# The custard in my creme brulee came out... curdled



## vorius (May 16, 2013)

I am using a recipe I printed out and my mom has been using for a long time with great success, it is from Alton Brown but is a pretty standard creme brulee recipe (no corn starch or cinnamon sticks in it!!)

http://www.foodnetwork.com/recipes/alton-brown/creme-brulee-recipe/index.html

When my mom makes it the custard is so silky smooth and delicious

This time I helped her and the result was that the custard came out too thick and in this curdled consistency, almost bordering on like cottage cheese.

There were two primary differences:

We used a new brand of heavy cream because the old one had carrageenan in it (wtf?) so we wanted to dump that and also I took care of the cooking of the milk with vanilla beans

When I cooked it, I probably was a bit too hasty/sloppy and it came to a complete boil.

So what do you think it could be? The overcooking of the cream or is it the quality of the new cream we got?

edit: or could it perhaps be another cause - if we tempered the cooked cream into the egg yolk mixture too soon?


----------



## durangojo (Jul 30, 2007)

my thoughts are that you either heated the cream way too fast or the cream was way too hot when you added it to the eggs or maybe even a bit of both......a few questions????

~ What did the cream look like after it boiled and you took it off the stove....after it settled down?
~ Did the cream look curdled or weird or any different from your previous experiences before you 
added it to the eggs?
~ Since the cream was boiled, did you let it cool down longer before adding to the eggs?
~ Did you strain the cream/egg mix and let it rest? Did you skim the top after it rested?(has nothing 
to do with curdling, only appearance)
~ Did the custard look at all different when you poured it into the ramekins?
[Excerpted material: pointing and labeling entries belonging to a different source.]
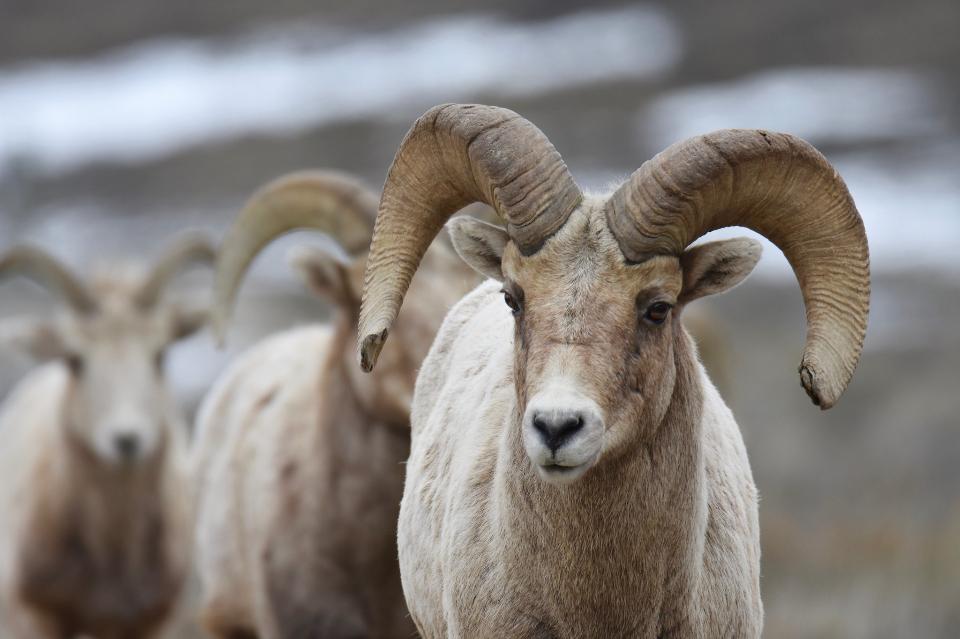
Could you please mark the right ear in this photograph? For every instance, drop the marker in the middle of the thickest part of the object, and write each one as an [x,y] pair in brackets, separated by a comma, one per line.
[38,339]
[479,244]
[327,274]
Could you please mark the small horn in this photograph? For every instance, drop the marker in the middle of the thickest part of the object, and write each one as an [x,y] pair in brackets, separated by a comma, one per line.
[41,267]
[188,250]
[784,189]
[454,155]
[329,202]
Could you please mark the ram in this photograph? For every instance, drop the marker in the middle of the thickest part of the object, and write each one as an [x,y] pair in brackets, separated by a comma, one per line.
[93,520]
[299,458]
[573,473]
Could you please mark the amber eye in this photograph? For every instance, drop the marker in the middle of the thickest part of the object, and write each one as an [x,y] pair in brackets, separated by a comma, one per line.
[511,302]
[657,312]
[74,364]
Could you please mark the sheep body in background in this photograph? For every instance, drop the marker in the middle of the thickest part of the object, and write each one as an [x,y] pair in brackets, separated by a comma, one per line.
[573,472]
[94,523]
[299,454]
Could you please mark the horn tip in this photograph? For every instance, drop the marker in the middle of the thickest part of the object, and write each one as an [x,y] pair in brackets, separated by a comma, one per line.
[370,347]
[818,392]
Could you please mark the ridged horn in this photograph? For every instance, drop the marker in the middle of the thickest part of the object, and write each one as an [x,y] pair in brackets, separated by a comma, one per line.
[454,155]
[332,203]
[187,250]
[41,267]
[781,187]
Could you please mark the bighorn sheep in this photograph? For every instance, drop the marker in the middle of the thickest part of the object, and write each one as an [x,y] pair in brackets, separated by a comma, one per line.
[573,473]
[93,522]
[299,456]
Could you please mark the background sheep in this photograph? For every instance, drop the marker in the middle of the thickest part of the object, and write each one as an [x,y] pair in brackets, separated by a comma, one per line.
[92,514]
[299,457]
[573,472]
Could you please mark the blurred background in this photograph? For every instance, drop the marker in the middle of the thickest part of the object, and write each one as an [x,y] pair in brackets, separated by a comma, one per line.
[124,121]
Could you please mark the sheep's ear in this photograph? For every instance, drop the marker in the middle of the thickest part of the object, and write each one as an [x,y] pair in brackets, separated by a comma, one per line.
[328,274]
[40,340]
[187,320]
[479,244]
[716,267]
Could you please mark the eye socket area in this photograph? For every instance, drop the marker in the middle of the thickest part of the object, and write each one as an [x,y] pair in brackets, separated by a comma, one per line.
[75,363]
[657,312]
[513,297]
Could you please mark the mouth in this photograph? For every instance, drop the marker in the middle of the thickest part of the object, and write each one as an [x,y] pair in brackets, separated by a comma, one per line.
[560,473]
[558,469]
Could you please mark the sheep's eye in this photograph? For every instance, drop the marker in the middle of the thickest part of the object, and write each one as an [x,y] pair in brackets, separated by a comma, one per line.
[657,312]
[511,302]
[74,364]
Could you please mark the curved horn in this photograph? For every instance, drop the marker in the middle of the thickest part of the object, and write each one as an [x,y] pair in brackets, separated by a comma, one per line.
[784,189]
[456,154]
[328,202]
[46,270]
[190,249]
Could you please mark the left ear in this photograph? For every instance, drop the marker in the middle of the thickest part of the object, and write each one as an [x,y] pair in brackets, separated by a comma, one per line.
[716,267]
[40,340]
[328,274]
[187,320]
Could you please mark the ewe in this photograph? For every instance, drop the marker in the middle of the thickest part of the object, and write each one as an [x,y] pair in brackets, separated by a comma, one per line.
[93,522]
[573,473]
[299,457]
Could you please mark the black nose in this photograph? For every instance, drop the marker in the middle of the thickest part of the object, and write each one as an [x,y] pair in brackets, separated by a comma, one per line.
[127,445]
[556,429]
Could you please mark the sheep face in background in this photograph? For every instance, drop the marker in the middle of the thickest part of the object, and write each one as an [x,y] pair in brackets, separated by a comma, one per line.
[117,402]
[93,513]
[594,335]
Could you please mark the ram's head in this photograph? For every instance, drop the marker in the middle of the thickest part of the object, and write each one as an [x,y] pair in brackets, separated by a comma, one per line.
[596,284]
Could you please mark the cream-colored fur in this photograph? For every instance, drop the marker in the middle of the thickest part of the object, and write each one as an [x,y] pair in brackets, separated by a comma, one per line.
[299,466]
[91,542]
[657,538]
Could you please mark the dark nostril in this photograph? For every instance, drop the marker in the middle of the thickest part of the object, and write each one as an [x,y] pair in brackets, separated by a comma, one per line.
[555,431]
[540,424]
[126,445]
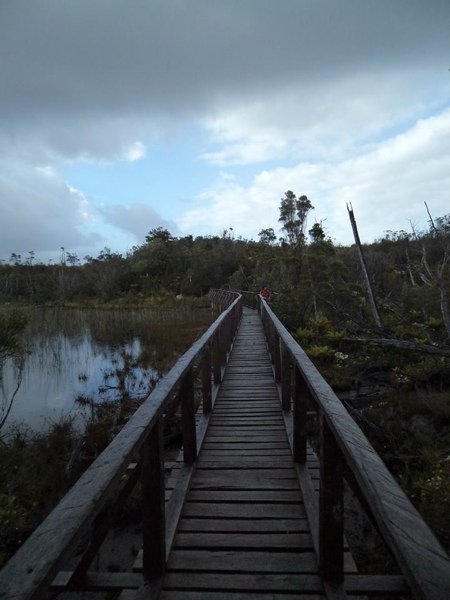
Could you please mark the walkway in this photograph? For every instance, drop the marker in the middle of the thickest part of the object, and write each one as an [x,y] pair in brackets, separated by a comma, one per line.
[243,531]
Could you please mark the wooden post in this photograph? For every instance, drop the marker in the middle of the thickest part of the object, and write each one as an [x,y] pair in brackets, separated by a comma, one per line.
[188,417]
[277,355]
[216,358]
[286,379]
[299,418]
[153,503]
[206,379]
[373,302]
[331,507]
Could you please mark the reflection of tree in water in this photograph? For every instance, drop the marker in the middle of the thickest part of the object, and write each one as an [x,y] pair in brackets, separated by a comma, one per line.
[12,350]
[103,354]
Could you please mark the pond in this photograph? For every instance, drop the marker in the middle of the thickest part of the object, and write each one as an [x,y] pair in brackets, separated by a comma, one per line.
[81,356]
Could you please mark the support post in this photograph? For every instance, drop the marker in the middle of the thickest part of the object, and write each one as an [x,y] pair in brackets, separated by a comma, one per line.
[206,379]
[299,418]
[216,358]
[153,504]
[286,379]
[331,507]
[188,417]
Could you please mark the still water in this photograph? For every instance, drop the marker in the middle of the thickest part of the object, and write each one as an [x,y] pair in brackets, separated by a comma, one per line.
[77,352]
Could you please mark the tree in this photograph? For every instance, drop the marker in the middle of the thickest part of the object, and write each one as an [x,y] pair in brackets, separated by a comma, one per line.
[317,233]
[11,326]
[293,214]
[267,236]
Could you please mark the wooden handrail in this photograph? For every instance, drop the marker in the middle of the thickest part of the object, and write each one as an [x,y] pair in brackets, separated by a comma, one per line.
[32,569]
[419,555]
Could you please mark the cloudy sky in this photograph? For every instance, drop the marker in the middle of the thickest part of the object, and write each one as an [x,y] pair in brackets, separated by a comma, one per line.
[117,117]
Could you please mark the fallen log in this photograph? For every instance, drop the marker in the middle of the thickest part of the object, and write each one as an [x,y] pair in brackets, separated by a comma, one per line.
[402,344]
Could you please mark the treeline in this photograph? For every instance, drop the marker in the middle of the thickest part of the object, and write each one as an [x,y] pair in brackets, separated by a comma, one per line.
[309,276]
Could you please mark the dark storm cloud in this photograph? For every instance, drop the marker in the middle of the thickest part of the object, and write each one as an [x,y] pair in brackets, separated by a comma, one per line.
[99,57]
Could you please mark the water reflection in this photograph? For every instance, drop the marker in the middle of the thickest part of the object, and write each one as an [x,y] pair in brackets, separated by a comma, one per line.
[87,353]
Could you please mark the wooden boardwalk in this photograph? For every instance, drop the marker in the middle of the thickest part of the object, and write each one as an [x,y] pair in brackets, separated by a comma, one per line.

You said it was thick
but was it grainy



another thought is that perhaps your new cream was on the verge of spoilage, but I doubt that was your problem...

joey


----------



## cheflayne (Aug 21, 2004)

Sounds to me like you had the cream too hot and probably added it to the eggs too fast which would scramble or cook the eggs making for a cottage cheese effect. If the cream itself were the problem you would have noticed it curdling when you heated it and before you added it to the eggs.


----------



## siduri (Aug 13, 2006)

Did you cook the cream containing the eggs too long? 

When you burned the sugar on top did the cream come to a boil?

\When adding hot cream to eggs, did you first add a tbsp to the beaten eggs, while beating, then another, then another, so the eggs were warmed before mixing with the rest of the cream?

All of these point to overcooking the cream with the eggs in it.


----------



## durangojo (Jul 30, 2007)

Quoting Siduri, "Did you cook the cream containing the eggs too long?"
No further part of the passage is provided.